The objective function of this work is the overall degree of satisfaction based on the sustainability performance of the biomass supply chain, λSCM. It is defined as follows:
$$ \max\ {\lambda}^{\mathrm{SCM}}={w}^{\mathrm{Ec}}\times {\lambda}^{\mathrm{Ec}}+{w}^{\mathrm{En}}\times {\lambda}^{\mathrm{En}}+{w}^{\mathrm{Sc}}\times {\lambda}^{\mathrm{Sc}} $$
(20)
$$ {w}^{\mathrm{Ec}}+{w}^{\mathrm{En}}+{w}^{\mathrm{Sc}}=1 $$
(21)
where λEc, λEn and λSc refer to the degree of satisfaction of the biomass supply chain based on economic, environmental and social sustainability, respectively, while wEc, wEn and wSc are the priority scales for economic, environmental and social sustainability respectively.
λEc is determined by using Eq. (22). Note that the superscripted ‘U’ indicates the maximal value of a given variable, while the superscripted ‘L’ indicates the minimal value of a given variable. For instance, in Eq. (22), CNP(U) [RM/year] and CNP(L) [RM/year] are the maximal and minimal net profit that can be obtained respectively.

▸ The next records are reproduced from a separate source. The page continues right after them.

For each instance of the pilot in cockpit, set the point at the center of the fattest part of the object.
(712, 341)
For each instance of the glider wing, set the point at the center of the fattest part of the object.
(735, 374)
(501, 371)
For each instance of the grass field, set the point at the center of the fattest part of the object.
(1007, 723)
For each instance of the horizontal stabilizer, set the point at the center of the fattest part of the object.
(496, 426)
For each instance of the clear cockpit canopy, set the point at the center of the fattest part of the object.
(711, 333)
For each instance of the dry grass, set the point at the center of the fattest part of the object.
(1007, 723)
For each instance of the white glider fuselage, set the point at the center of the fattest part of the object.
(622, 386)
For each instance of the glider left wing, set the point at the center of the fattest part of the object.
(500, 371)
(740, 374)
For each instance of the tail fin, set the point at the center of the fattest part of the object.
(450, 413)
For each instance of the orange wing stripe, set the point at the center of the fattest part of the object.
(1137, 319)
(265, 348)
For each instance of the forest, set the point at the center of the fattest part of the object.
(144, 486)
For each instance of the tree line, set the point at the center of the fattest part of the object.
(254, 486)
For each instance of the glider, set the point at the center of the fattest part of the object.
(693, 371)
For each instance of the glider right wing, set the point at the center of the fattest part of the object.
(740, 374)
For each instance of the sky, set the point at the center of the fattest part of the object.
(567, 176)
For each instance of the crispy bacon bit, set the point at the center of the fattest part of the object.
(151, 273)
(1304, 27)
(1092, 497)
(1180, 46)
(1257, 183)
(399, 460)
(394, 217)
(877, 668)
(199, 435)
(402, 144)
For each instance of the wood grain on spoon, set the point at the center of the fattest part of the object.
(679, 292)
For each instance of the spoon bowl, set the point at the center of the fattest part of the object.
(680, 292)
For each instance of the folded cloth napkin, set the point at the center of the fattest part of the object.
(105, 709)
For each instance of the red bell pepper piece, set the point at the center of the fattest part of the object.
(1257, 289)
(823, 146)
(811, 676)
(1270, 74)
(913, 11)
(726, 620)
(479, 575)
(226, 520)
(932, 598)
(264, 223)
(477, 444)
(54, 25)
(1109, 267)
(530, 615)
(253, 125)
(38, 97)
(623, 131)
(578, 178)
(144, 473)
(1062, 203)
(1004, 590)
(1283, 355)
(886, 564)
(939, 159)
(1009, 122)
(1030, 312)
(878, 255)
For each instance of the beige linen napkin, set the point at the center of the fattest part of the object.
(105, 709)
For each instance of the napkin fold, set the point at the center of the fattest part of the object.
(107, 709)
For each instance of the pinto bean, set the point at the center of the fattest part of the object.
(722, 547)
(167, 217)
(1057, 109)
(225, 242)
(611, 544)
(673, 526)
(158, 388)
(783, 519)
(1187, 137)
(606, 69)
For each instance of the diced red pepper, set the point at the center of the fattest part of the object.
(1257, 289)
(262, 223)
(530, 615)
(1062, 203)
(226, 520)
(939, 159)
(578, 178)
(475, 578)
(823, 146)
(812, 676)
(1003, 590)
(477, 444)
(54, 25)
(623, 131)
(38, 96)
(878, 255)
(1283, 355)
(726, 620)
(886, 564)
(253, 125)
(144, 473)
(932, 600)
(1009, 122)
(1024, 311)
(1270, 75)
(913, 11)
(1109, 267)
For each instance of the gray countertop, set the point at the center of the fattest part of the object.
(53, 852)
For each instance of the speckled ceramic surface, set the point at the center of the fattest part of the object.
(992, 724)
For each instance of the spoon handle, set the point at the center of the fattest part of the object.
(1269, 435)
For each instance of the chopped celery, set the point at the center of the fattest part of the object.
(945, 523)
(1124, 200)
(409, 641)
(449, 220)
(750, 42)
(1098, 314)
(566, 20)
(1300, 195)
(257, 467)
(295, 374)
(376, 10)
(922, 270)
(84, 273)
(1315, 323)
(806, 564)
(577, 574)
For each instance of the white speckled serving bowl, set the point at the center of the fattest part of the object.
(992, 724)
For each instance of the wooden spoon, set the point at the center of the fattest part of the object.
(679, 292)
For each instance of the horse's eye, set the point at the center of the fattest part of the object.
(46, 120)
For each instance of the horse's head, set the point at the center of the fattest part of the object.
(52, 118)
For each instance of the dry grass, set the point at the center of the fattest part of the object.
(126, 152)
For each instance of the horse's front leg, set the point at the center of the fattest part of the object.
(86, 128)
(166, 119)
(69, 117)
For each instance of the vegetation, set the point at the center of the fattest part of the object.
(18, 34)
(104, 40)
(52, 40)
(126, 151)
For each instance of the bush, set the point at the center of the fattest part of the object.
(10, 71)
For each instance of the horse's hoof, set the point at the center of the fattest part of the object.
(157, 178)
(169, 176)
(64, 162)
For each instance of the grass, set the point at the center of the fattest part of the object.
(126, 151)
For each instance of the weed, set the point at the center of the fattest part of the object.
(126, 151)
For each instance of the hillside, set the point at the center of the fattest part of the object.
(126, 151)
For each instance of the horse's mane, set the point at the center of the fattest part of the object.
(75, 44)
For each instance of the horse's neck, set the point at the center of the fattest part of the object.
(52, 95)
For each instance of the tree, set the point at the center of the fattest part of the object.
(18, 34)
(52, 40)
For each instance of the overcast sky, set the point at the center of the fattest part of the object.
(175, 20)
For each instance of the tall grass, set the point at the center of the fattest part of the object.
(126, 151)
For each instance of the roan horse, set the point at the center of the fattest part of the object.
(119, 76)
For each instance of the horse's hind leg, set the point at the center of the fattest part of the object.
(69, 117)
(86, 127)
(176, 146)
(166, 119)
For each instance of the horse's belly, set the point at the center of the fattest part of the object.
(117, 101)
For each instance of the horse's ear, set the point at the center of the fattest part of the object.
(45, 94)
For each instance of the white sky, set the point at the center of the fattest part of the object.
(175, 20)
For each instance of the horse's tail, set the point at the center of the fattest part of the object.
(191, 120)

$$ {\lambda}^{\mathrm{Ec}}=\frac{C^{\mathrm{NP}}-{C}^{\mathrm{NP}(L)}}{C^{\mathrm{NP}(U)}-{C}^{\mathrm{NP}(L)}} $$
(22)
λEn is calculated by using Eq. (23), where w q , wWF and wLF are the priority scale assigned to each environmental indicator. Note that these priority scales can be determined by using AHP or either simply assumed that they are equally important. The first term of Eq. (23) determines the satisfaction level based on environmental impact at category q, while the last two terms measure the satisfaction level based on water and land usage respectively.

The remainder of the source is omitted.